President Clinton and other top administration officials will try to reassure the nation and black ministers this weekend that every effort is being made to solve a rash of fires at Southern black churches.
Clinton told reporters Friday he would discuss the topic in his weekly radio address Saturday. Attorney General Janet Reno and other administration officials will meet Sunday at the Justice Department with civil rights leaders and some of the black ministers whose churches have been burned or des-e-crated."All I can tell you right now is we are working very hard to get to the bottom of this," Clinton said Friday.
Clinton was expected to announce that the Treasury would increase the number of agents assigned to the effort and to describe the investigation's high-level coordination, administration officials said.
Clinton and Reno planned to stress that a major investigation is under way by some 200 agents from the Treasury's Bureau of Alcohol, Tobacco and Firearms and from the FBI, the officials said.
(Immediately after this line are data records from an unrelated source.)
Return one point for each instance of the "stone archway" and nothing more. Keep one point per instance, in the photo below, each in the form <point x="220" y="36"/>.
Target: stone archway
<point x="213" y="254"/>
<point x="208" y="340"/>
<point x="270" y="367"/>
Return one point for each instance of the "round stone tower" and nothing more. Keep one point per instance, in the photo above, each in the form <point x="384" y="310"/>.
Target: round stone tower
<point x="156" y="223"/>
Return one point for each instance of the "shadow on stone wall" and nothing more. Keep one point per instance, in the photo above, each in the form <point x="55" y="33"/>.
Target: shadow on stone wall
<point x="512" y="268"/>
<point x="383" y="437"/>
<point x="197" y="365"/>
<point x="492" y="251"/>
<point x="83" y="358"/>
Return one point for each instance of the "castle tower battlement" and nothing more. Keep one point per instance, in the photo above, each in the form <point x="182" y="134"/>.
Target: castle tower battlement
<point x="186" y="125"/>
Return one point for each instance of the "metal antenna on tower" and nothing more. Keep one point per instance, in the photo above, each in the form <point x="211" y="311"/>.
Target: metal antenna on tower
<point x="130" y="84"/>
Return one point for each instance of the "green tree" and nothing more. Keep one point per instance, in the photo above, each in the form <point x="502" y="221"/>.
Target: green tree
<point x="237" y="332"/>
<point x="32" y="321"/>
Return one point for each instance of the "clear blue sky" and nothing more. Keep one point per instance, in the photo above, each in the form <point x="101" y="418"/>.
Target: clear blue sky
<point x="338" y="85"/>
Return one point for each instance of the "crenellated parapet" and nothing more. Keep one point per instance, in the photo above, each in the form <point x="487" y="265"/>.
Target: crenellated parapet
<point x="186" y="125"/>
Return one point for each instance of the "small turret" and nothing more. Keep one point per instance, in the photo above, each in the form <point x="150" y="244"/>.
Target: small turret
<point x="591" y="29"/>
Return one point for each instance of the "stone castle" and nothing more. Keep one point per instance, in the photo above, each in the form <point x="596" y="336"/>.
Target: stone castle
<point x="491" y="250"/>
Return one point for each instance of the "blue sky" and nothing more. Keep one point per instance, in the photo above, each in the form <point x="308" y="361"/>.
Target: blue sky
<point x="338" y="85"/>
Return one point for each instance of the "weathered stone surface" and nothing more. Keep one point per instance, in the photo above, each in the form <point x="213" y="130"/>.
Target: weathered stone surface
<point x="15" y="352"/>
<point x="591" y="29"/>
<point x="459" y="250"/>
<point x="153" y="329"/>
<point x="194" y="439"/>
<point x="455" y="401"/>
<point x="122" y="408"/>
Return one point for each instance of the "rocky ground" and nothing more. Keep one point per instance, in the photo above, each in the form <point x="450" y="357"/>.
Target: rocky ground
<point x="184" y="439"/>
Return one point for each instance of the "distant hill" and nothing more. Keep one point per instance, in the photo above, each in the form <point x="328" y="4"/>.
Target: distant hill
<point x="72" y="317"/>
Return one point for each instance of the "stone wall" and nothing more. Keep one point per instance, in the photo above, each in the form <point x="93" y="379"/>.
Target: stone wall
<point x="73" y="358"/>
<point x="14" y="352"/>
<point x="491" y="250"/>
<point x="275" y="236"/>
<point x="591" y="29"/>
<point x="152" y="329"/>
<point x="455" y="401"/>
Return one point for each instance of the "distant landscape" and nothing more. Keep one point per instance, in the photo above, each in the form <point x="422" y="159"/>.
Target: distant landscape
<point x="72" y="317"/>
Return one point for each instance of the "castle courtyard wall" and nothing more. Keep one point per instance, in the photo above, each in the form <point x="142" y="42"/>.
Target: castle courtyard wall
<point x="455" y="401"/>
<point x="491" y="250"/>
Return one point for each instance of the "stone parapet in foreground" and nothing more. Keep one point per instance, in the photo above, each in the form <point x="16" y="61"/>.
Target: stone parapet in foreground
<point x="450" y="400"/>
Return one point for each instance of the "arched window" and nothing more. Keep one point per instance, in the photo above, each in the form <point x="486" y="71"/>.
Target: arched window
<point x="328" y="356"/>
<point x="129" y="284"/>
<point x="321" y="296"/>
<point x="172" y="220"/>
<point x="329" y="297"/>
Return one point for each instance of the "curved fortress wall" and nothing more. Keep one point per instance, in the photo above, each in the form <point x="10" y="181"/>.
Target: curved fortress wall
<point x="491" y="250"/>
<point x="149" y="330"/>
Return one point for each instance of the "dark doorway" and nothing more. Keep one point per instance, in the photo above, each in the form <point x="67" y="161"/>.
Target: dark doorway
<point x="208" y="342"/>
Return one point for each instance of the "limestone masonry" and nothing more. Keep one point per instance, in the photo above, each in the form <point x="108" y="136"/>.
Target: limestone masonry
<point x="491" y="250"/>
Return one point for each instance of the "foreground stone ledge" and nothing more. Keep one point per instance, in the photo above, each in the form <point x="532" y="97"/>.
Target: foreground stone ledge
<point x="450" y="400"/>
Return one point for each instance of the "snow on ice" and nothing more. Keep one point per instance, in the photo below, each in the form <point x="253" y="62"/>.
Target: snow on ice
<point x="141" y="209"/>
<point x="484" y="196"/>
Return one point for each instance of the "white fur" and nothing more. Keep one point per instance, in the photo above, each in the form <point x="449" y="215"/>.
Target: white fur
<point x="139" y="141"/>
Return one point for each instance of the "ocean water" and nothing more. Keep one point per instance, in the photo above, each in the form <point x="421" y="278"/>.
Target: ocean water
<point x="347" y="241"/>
Federal-local task forces have been set up to expand investigative resources.
The work is being coordinated by Assistant Attorney General Deval L. Patrick, head of the Justice Department's civil rights division.
Stung by complaints from some civil rights figures that the fires are not being actively investigated, administration officials for a week or more have been seeking a forum to describe their efforts.
"One problem of perception is that each minister is seeing only a very small part of the effort, which is going on in a lot of different places," said one Justice official, who requested anonymity.
This week federal agents entered the investigation of a suspicious fire that destroyed an unused building on the grounds of the Matthews-Murkland Presbyterian Church, a black church in Charlotte, N.C.
It was at least the 30th fire at a black Southern church since early 1995 and the second this week. Authorities said that was reason enough to describe Thursday's fire as suspicious.